Seksualiti Merdeka co-founder Pang Khee Teik, in a hard-hitting statement on Friday, pointed out that the discrimination based on sexual orientation and gender was detrimental to individuals and the public.
Instead of using education as a tool to deal with issues of inequality and prejudice that minority groups are subjected to, Pang rebuked the ministry, saying that it is “only interested in teaching hate, promoting inequality and playing politics”.
“The Ministry of Education is now officially a bully. It must stop this inhuman campaign against vulnerable children.
“It should teach all children to be confident and to respect each other no matter who they are. We are ever ready to consult with the Ministry personnel if they are willing to listen to more reliable studies about LGBTs (lesbian, gay, bisexual and transgender groups),” said Pang.
News of the guidelines surfaced during an Education Ministry endorsed seminar in Penang. Two organisations, Yayasan Guru Malaysia Berhad and Putrajaya Consultative Council of Parent-Teacher Associations, suggested the guidelines for tackling the LGBT problem.
The guidelines warned parents and teachers to watch out when their sons start wearing tight-fitting sleeveless t-shirts, among others.
Pang said comprehensive studies have recorded findings to show that discrimination based on sexual orientation and gender identity can result in greater harm to the children.
The Malaysian Civil Liberties Movement (MCLM) also criticised the approach saying that it “merely serve to legitimise prejudice and bigotry in our society”.

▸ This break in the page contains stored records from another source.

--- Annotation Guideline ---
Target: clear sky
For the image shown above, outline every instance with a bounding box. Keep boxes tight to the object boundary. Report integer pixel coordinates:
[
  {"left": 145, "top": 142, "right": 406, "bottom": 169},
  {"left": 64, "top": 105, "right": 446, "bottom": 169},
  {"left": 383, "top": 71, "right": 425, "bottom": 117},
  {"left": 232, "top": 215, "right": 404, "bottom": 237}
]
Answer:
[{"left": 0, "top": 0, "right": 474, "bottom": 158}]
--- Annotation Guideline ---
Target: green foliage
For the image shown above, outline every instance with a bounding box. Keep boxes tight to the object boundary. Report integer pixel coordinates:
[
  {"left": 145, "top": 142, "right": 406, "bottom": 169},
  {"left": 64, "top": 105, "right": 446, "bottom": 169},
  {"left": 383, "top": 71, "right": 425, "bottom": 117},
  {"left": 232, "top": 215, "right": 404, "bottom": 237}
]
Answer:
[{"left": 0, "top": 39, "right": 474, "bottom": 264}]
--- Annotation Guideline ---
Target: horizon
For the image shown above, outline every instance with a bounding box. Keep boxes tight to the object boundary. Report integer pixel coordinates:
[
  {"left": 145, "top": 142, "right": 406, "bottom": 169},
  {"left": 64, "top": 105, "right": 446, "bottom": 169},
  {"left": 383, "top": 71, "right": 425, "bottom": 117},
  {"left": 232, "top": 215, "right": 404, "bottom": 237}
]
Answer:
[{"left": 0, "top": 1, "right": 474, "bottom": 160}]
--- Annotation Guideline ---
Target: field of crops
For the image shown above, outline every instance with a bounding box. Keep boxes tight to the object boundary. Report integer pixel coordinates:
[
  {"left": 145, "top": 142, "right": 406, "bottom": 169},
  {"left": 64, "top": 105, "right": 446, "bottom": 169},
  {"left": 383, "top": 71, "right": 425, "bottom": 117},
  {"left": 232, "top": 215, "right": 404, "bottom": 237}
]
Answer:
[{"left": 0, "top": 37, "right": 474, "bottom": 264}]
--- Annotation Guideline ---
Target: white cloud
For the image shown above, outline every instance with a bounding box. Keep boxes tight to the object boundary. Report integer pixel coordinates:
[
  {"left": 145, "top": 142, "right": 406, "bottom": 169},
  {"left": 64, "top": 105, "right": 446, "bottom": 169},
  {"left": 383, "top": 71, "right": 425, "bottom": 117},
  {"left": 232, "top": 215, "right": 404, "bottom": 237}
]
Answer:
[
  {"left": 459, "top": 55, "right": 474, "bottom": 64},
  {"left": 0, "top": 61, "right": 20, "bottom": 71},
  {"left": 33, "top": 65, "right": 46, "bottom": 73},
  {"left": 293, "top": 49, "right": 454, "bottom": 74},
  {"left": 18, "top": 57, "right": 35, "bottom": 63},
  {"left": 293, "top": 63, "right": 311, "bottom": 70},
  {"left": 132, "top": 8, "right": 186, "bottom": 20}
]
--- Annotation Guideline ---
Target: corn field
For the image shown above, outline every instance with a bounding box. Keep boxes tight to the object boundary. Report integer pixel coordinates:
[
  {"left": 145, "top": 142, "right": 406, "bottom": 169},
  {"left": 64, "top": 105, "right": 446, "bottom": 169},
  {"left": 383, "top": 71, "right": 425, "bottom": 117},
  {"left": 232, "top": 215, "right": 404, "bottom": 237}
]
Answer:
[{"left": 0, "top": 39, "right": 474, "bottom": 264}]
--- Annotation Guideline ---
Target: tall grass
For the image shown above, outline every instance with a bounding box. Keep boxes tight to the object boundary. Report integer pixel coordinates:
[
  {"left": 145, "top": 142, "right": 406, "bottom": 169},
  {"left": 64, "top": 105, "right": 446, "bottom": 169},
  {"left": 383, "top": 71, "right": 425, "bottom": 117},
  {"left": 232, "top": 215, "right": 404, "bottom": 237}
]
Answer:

Its president, Sharifuddin Abdul Latiff, said that the ministry acted in a manner not mandated by law, when its duties only revolve around providing “academic opportunities and infrastructure at all levels of the social strata for every Malaysian citizen”.
Citing the ministry’s objective, Sharifuddin stressed that there is nothing about “prequalification on acceptable behaviour of students” as part of the criteria.
“Actions like this go against the admirable spirit of the Ministry’s vision and mission statement because it engenders discrimination within our schools,” he said.
He added that the mental and emotional trauma subjected to children will be “incalculable” when students are already battling problems with “identity crises and peer pressure”.
Meanwhile, Yayasan Guru Malaysia Berhad (YGMB), which had led the forum in Penang on Wednesday that sparked the controversy, clarified that the “symptoms” guidelines were merely “an explanation for teachers on how to cope with the problem”.
YGMB coordinator, Hasnul Hadi Abdullah Sani, told news portal Malaysiakini that the forum was just an awareness programme.
The forum was co-organised with Putrajaya Consultative Council of Parents and Teachers Associations.